You've probably already deduced that when the horse draw was completed for my class, next to my name was that of Patriot, demon-spawn pony from Hell.
At this point I almost cried.
My team was counting on me and I had to ride the one horse in the entire barn that I just could. not. ride. Not to mention that I really wanted to impress the cute new guy in my life, and my parents didn't drive an hour to stand around in the cold at a horse show to see me lose. But, sometimes you just have to cowgirl up.

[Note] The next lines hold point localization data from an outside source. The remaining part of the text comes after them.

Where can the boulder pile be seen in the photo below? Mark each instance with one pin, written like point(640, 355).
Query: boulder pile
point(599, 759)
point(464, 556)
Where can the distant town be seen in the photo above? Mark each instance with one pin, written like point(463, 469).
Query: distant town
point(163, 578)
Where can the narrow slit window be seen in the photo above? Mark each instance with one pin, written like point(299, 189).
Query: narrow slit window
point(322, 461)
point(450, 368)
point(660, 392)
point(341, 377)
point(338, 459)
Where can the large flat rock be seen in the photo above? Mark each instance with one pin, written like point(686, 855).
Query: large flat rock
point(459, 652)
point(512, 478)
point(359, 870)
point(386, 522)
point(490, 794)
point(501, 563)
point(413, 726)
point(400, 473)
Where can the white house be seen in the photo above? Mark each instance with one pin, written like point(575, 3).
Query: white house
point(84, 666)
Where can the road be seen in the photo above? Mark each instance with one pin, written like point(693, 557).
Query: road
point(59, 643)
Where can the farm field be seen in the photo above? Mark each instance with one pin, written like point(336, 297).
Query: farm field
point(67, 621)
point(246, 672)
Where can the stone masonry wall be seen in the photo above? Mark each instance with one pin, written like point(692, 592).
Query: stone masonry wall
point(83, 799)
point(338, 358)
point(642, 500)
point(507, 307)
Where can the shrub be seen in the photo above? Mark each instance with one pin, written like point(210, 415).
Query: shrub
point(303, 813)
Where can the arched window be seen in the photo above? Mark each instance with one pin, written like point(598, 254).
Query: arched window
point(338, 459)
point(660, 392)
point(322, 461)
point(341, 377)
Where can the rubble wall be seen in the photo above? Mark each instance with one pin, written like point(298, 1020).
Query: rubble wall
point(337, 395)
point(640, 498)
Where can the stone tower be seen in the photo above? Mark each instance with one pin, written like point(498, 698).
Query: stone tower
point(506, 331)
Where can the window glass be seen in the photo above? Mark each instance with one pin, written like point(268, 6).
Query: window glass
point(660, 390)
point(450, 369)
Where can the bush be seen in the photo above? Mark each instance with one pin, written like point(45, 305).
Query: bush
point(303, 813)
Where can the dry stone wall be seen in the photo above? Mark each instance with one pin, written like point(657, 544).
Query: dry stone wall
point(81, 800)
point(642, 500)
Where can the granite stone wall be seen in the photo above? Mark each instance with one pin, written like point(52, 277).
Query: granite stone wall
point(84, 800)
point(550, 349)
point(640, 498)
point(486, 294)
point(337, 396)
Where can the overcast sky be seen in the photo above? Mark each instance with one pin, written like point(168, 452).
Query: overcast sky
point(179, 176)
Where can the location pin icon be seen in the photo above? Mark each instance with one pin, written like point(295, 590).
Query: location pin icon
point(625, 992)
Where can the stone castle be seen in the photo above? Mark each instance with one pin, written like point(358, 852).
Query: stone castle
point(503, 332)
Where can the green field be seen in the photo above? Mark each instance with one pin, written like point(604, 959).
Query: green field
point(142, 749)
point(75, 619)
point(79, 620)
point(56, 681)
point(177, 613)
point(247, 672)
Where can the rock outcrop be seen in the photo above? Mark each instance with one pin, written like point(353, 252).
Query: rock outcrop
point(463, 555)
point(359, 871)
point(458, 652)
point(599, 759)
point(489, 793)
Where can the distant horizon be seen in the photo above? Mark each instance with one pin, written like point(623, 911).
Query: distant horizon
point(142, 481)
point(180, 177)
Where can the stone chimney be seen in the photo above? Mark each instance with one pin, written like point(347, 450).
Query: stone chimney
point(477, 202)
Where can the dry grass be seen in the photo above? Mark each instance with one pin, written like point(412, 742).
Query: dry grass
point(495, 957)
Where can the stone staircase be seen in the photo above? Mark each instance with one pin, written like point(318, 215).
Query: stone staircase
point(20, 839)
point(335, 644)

So my coach gave me a leg-up, adjusted my stirrups, gave me the "You Must Win" motivational speech, and sent me in the ring for my flat class.
And I rode my butt off.
The walk and trot were going surprisingly well - I was able to keep Patriot moving along at a nice little clip, and I knew I looked good. I've always enjoyed the strategy of a well-ridden flat class: floating down the quarterline in front of the judge, positioning my horse in just the right place in the pack, and showing off my flatwork skills.
Then came the canter, and little Patriot Hellspawn Pony decided that this would be the absolute best time in the world to go BUCKING ACROSS THE ARENA LIKE A RODEO BRONC. I am not exaggerating when I tell you that the canter - in both directions - had more 'strides' of buck than of canter. But when you're in the middle of an equitation class at an IHSA show and your coach is staring lasers into the back of your helmet, you just keep riding. There is no giving up. So I kept riding.

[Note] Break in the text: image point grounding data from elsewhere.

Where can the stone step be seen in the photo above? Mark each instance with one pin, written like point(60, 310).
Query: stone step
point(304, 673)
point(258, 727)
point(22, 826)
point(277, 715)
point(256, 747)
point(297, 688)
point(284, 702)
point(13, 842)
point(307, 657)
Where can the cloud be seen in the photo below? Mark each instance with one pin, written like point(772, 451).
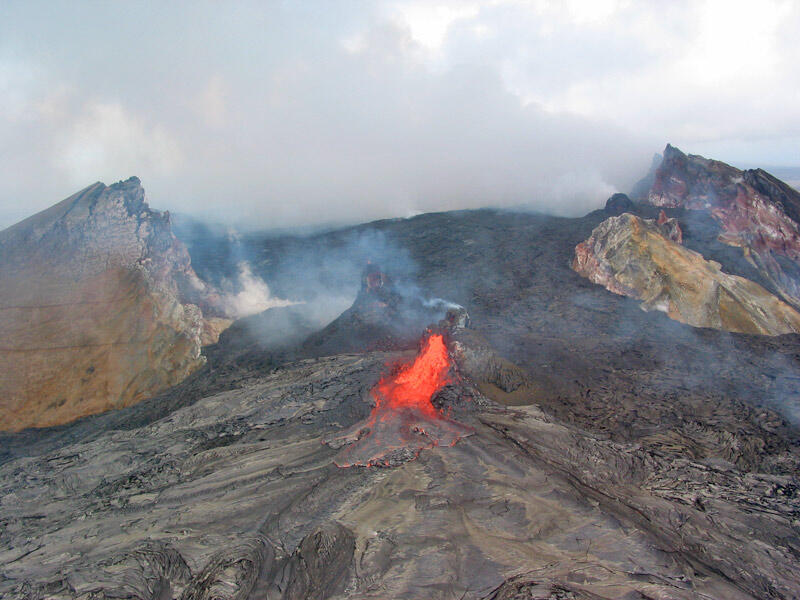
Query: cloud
point(302, 113)
point(104, 139)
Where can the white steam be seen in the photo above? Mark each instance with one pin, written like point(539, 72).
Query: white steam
point(249, 294)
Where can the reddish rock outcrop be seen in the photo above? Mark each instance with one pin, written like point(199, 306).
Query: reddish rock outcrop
point(99, 308)
point(643, 259)
point(755, 211)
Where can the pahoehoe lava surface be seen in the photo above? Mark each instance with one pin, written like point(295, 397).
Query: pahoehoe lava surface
point(634, 471)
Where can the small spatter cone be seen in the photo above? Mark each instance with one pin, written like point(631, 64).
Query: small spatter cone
point(403, 421)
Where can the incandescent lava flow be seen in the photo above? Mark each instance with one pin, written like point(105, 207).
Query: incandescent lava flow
point(404, 421)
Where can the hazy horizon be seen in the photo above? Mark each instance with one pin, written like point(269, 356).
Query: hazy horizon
point(285, 115)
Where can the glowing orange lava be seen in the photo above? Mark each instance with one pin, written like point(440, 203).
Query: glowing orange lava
point(415, 384)
point(403, 421)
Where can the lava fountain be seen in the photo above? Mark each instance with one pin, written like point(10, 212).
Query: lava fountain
point(404, 421)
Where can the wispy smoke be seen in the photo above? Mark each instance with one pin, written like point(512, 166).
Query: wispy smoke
point(249, 294)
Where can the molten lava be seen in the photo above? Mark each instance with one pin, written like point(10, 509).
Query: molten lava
point(404, 421)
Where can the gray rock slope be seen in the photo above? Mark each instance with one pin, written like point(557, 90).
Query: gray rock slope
point(235, 496)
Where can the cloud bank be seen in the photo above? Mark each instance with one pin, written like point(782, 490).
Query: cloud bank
point(282, 114)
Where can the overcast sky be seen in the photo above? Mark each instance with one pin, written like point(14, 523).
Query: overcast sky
point(291, 113)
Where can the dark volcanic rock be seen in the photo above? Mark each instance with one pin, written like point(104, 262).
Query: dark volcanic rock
point(658, 461)
point(381, 318)
point(235, 497)
point(99, 308)
point(642, 259)
point(618, 204)
point(754, 211)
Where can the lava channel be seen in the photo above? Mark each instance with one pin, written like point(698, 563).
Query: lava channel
point(404, 421)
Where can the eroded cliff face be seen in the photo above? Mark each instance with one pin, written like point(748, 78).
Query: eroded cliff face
point(755, 211)
point(99, 308)
point(643, 259)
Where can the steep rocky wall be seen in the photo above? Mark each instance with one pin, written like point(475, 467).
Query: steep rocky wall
point(641, 258)
point(99, 308)
point(755, 211)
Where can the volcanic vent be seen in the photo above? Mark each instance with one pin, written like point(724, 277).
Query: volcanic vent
point(404, 421)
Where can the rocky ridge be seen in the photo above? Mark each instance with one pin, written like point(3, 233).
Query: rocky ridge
point(99, 308)
point(755, 211)
point(643, 259)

Feeling defeated, I walked the pony to the center of the ring for the line-up. I had done my best, but Patriot's display of athleticism would probably keep me out of the ribbons, and keep my team from perpetuating our undefeated title. I sat ramrod-straight on that pony waiting for the judge's decision. Because in IHSA you don't slouch even when you think you've just let your entire team, your parents, and your very cute new love interest down. Coach gets upset if you slouch.
The PA system crackled to life and I listened with bated breath. Maybe I looked ok enough to snag a 6th place even though the canter had been a total hot mess.

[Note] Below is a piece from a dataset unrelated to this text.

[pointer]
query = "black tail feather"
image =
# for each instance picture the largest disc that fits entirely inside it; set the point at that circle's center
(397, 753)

"In first place, number 507..."
SHUT THE FRONT DOOR.
507. That was ME!
I nudged Patriot forward to collect my prize - a shiny blue ribbon and a hand-painted mug stuffed full of horse treats and peppermints. I don't think I'd ever felt so relieved in my life! Despite the pony's bad behavior, the judge had seen fit to reward my composure and ability to ride through it, and the day was saved. That is, after all, the true spirit of equitation: rewarding beautiful, effective riding.
For the rest of the day I wore a grin a mile wide - I had done right by my coach, my team, my parents, and Michael. Nothing could bring me down!
And that, friends, is the story of my favorite mug, and why I treasure it so.